-XStrict: Why some binders are not made strict?
Roman Cheplyaka
roma at ro-che.info
Fri Dec 11 06:54:28 UTC 2015
On 12/10/2015 04:34 PM, Johan Tibell wrote:
> I'm snowed under but I promise I will try to reply soon! To think about
> in the mean time: what do existing strict languages with pattern
> matching do?
Well, strict languages do not have lazy data to force to begin with, do they?
Personally, I find the simple intuition of "all patterns are strict by default" rather appealing.
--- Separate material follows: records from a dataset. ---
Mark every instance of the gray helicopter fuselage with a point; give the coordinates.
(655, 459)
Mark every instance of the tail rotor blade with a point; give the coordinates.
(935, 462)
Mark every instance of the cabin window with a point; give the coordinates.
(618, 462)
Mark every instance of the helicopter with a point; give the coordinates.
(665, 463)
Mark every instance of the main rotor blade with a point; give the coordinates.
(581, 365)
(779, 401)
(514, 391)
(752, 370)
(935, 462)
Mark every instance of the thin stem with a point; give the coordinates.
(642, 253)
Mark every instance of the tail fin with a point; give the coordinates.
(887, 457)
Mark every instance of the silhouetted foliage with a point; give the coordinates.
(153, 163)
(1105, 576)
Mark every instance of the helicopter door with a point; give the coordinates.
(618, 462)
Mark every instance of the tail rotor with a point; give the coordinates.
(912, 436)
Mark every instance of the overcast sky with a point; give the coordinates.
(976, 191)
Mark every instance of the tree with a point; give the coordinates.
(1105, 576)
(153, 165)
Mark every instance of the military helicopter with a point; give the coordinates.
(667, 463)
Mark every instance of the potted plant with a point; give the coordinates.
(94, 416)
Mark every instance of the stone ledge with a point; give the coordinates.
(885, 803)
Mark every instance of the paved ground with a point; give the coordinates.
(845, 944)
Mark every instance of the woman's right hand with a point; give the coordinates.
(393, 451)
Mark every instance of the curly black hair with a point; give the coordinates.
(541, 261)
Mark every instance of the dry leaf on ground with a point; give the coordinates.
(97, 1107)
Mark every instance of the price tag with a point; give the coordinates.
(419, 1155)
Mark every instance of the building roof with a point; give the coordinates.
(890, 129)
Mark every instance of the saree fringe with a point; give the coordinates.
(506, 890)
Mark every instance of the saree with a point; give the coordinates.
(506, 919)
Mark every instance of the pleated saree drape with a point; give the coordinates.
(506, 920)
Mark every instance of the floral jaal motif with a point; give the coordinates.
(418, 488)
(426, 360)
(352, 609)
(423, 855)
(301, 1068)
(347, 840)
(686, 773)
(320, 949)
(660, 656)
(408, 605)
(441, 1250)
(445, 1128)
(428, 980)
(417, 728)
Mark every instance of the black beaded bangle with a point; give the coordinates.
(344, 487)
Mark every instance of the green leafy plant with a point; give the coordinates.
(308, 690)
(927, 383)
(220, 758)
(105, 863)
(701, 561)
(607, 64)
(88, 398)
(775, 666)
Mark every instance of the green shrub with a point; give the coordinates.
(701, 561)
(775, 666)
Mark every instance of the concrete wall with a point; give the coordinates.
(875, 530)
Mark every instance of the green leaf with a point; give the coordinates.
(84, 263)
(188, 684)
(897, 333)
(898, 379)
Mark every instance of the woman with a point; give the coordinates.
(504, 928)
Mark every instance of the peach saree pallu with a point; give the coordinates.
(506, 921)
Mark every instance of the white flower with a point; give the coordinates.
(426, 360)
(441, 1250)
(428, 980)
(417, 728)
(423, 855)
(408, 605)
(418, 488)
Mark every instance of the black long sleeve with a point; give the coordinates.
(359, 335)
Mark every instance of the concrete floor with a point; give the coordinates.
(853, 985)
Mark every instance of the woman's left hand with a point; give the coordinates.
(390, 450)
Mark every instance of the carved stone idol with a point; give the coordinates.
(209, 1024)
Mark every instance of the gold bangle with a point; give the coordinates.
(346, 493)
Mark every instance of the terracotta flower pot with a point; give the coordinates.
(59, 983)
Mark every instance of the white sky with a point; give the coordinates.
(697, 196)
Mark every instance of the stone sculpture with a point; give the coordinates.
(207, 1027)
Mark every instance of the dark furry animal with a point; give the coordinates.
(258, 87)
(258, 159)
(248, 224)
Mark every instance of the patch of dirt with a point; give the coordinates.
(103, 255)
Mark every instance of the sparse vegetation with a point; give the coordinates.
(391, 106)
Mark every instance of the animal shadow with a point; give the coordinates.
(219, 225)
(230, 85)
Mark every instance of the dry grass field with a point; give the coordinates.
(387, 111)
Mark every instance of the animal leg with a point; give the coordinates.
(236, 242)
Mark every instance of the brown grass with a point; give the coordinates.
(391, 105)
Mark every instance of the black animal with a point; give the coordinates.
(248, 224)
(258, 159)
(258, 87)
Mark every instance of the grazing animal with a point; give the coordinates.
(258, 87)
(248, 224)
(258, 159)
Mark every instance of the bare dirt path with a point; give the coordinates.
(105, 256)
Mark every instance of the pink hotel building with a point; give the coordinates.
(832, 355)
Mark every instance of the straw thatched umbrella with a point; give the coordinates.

E.g. I wouldn't expect the expressions
let (v1,v2) = a in f v2
and
let (v1,v2) = a; v3 = v2 in f v3
to have different semantics.
If we decide to adopt this semantics, we need to address the meaning of the pattern
~(v1, v2)
under -XStrict. Intuitively, ~ should propagate to the subpatterns. An alternative is to disallow this pattern under -XStrict and require writing all ~s explicitly, which may get tedious:
~(~v1, ~v2)
~(~v1, ~(~v2, ~v3))
etc.
We also need to ensure the consistency between this extension and the unlifted data types proposal [1], given their similarity. Interestingly, I don't see constructor patterns explained there either.